During his visit to Ukraine, Federal President Frank-Walter Steinmeier got a small impression of what the war in the country means for the people. Immediately after his arrival in the small town of Koryukivka, north-east of Kyiv, an air raid alarm was sounded there. Steinmeier, Mayor Ratan Achmedow and a group of citizens then went to an air raid shelter.

There, the Federal President had the people report on how they experienced the Russian war of aggression. A woman tearfully told about the start of the war on February 24, another about her husband, who is fighting against the Russian army. “My husband is on the front lines, on the hottest front lines,” she said.

“We spent the first hour and a half in the air raid shelter,” Steinmeier said afterwards. “That gave us a particularly impressive insight into the conditions under which people live here.” It was a situation that could not be ruled out during the visit. The people there have to live with this situation every day. “Having the conversation there was particularly impressive. And I think it wasn’t just me.”

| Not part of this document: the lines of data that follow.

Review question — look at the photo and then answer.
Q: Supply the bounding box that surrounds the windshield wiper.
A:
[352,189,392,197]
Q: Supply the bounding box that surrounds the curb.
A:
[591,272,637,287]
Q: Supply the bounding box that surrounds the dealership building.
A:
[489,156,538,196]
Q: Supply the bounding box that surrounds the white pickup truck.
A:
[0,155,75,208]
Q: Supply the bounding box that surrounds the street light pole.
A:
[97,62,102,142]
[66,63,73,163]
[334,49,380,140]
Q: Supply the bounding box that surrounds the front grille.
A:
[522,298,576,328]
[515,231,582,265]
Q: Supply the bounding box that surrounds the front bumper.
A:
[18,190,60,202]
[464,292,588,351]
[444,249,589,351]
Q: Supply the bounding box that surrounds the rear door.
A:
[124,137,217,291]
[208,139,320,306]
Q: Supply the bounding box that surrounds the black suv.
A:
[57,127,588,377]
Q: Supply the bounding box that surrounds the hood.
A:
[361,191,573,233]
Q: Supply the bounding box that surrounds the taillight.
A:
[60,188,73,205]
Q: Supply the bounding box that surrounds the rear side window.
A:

According to the Ukrainian Air Force, the Russian army had launched up to ten Iranian-made combat drones in neighboring Belarus. That’s why the alarm went off. Nothing is known about impacts and damage.

Steinmeier had already visited Koryukivka in 2021. During the Second World War in 1943, the city was the scene of an SS massacre of the inhabitants. The Federal President arrived in Kyiv in the morning and then drove on to Chernihov. Talks are still planned in the capital during the course of the day, including with President Volodymyr Zelenskyy.